Pope Benedict expressed his hope that more countries will eliminate the death penalty at an international conference organized by the Sant’Egidio Community in 2011.

In his 1995 encyclical Evangelium Vitae, Pope St. John Paul II said that “the primary purpose of the punishment which society inflicts is “to redress the disorder caused by the offence’,” quoting the Catechism of the Catholic Church.

He added that the state’s punishment “ought not go to the extreme of executing the offender except in cases of absolute necessity: in other words, when it would not be possible otherwise to defend society.”

“Today however, as a result of steady improvements in the organization of the penal system, such cases are very rare, if not practically non-existent,” he said.

The Church has always taught that states have the authority to dispense justice – which includes the penalty of death when an offense is grave enough – Fr. Petri said, and recent Popes have not departed from this tradition.

“There’s a very important nuance here that Catholics need to understand,” he said, “which is that the Church’s tradition and its magisterial teaching, which is unchanged by Pope Saint John Paul II, Benedict, and Francis, is that states and governments have the right to inflict the penalty of death when guilt is absolutely known and when the gravity of the crime rises to the death penalty.”

And that prudential determination of when it must be applied is left to the state – in Tsarnaev’s case, the jurors picked by the state to determine his guilt, the priest added.

The judgment is ultimately a prudential one, he continued, and this is clear even when John Paul II said in Evangelium Vitae that the need for capital punishment to protect society from offenders is “very rare, if not practically non-existent.”

“Protecting society is not the primary purpose of punishment,” he said. “The primary purpose of punishment is retribution, by which we don’t mean revenge but by the society expressing its moral outrage, its outrage at the heinous gravity of a particular crime.” It is here where “prudence” determines the proper response to an offence.

Thus, prudential application of the death penalty differs from support for intrinsic evils like abortion and euthanasia, he explained.

“So the death penalty, when, if, and how it is applied, is a matter of prudence for Catholics, which means that Catholics can in fact disagree with even papal teaching on this,” he said, while also cautioning that “Catholics really need to take seriously” the papal teaching.

“But they’re still free to say ‘well I normally agree that we shouldn’t be doing this, but in this case I can see why it would be merited’.”

Then-Cardinal Joseph Ratzinger addressed this topic in a 2004 letter to Cardinal Theodore McCarrick of Washington, D.C.

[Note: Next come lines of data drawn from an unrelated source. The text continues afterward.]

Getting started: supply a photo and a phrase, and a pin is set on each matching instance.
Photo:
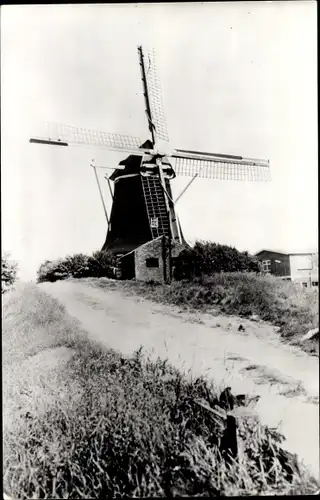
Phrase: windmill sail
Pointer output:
(218, 166)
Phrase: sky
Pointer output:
(237, 78)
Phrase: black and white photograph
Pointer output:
(159, 250)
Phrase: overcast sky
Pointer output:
(237, 78)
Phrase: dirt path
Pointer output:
(253, 362)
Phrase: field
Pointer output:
(293, 310)
(81, 421)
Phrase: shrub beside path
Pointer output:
(252, 361)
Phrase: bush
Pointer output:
(100, 264)
(9, 271)
(209, 258)
(134, 431)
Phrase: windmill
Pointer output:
(143, 208)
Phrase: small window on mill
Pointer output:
(152, 262)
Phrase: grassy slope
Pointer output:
(294, 310)
(118, 426)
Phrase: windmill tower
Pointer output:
(143, 210)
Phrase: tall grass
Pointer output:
(133, 431)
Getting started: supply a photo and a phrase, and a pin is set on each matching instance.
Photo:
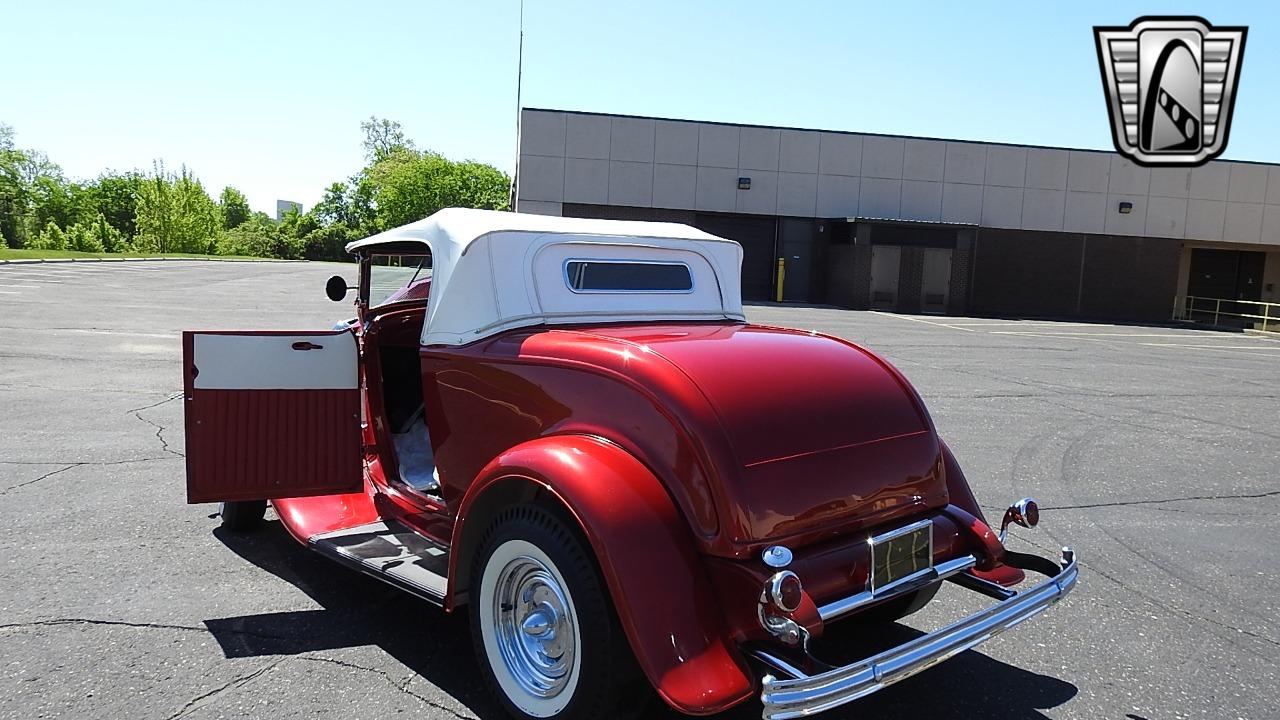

After reiterating Church teaching that “abortion or euthanasia is a grave sin,” Ratzinger wrote that “not all moral issues have the same moral weight as abortion and euthanasia.”

“While the Church exhorts civil authorities to seek peace, not war, and to exercise discretion and mercy in imposing punishment on criminals, it may still be permissible to take up arms to repel an aggressor or to have recourse to capital punishment,” he stated.

“There may be a legitimate diversity of opinion even among Catholics about waging war and applying the death penalty, but not however with regard to abortion and euthanasia,” he added.

What is the role of a Catholic juror in such a case as the Boston bombing case? It’s not entirely clear, Fr. Petri admitted.

Catholics opposing the death penalty on grounds of conscience were “effectively disqualified” from jury duty in the case, USA Today reported in April, since they from the beginning would not consider the possibility of a death sentence.

“Firstly, I think that if they feel convicted in conscience that they can’t vote for the death penalty, then that is a moral duty not to,” Fr. Petri said.

However, whether the Church permits or prohibits Catholics from voting for the death penalty on a jury “is not as clear,” he continued, and even if the Church actually does not permit it, “it’s not being taught and therefore Catholics will not be culpable for voting for the death penalty.”